Harvey’in kitaptaki tezi, postmoderniteye damgasını vuran zaman ve mekân algılayışındaki radikal değişimin, kapitalizmdeki değişimlerle eşgüdümlü gerçekleştiği… Dolayısıyla kitabın temel bölümü de “20. yüzyıl sonunda Kapitalizmin Politik-Ekonomik Dönüşümü” adını taşıyor. Harvey o güne dek girişilmeyen bir işe girişiyor ve postmoderniteye dair iktisadî bir çözümleme yapıyor. Postmodern zamanların başlangıcı için ortaya konan birçok sembolik tarih varken, Harvey, kendi tezinin miadını, kapitalizmin iktisadî kriz döneminin başladığı 1973 yılı dolaylarına yerleştiriyor ve bu ölümcül krizin atlatılması için devreye sokulan irili ufaklı çarkların kapitalist üretim ve tüketim ilişkilerinin ‘yüzeyini’ nasıl dönüştürdüğünü tarif ediyor. Harvey’e göre postmodern dönemle birlikte, kapitalizm kendi kendiyle çelişkiye düşmemiş, sadece günün şartlarına ve krizlerine yönelik yeni bir işleyiş mantığını devreye sokmuştur. Fordizmin sert ve kalıpçı karakteristiklerine karşı, ‘esnek birikimin’ birbirine çarpa çarpa kendini üreten dolambaçlı (Postmodernistseniz labirentli diyebilirsiniz) ve elle tutulması, birkaç temel öğeye indirgenmesi, dolayısıyla algılanması zor (buna da isterseniz sanal deyin) sistematiği… Bu sistematiği, postmodern ekonominin kalesi olarak görülen ABD ile sınırlamayıp, Avrupa, Japonya ve Üçüncü Dünya Ülkelerini de kapsayacak kadar genişletmesi, bütünlüklü bir iktisadî analizi mümkün kılıyor.
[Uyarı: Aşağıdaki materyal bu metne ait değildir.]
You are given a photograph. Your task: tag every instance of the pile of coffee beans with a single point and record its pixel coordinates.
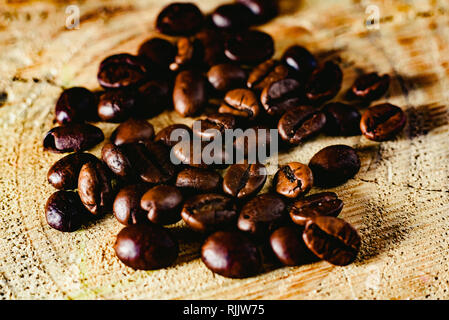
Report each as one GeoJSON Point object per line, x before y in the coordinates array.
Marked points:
{"type": "Point", "coordinates": [218, 57]}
Kitabın diğer bölümleri, bu iktisadî çözümlemenin yansımalarını tartışıyor. Zaman ve mekân deneyimini, bu iktisadî değişimle eşgüdümlü olarak ele alıyor ve tüm bir Aydınlanma projesinin iktidara gelişinin sonuçlarını tasvir ediyor. Harvey’in, ‘Zaman-Mekân Sıkışması’ adını verdiği postmodern algı biçimini açıkladığı bölüm ise, yazarın coğrafyacılığından gelen, Rönesans’tan başlayarak telekomünikasyon şirketi reklamlarına kadar uzanan harita örnekleriyle (ya da dünyayı algılama biçimleri) daha da ilginç ve somut bir hale bürünüyor. Ardından devreye, sanat yapıtları, bilim kurgu gibi popüler türler ve mimari giriyor, manzara tamamlanıyor.
Harvey’e göre postmodernizm, nihai bir son değil, kapitalizmin krizine yönelik geçici ve karmaşık çözümlerle belirlenen bir ‘an’. Kendine has irili ufaklı krizlerini çoktan yaşamaya başlamış, yeni bir Kapitalist Evre. Bu evrenin krizlerinin ne zaman patlak vereceği ise, Harvey’e göre, sadece bir zaman meselesi. Birtakım sübaplarla krizler ertelenebilir ama bertaraf edilemez. Postmodernliğin Durumu’nu okuduktan sonra çevrenize yeniden bakma isteği uyanabilir içinizde. Örneğin, Tokyo borsasının çöküş hikâyesine çok farklı bir gözle bakabilirsiniz.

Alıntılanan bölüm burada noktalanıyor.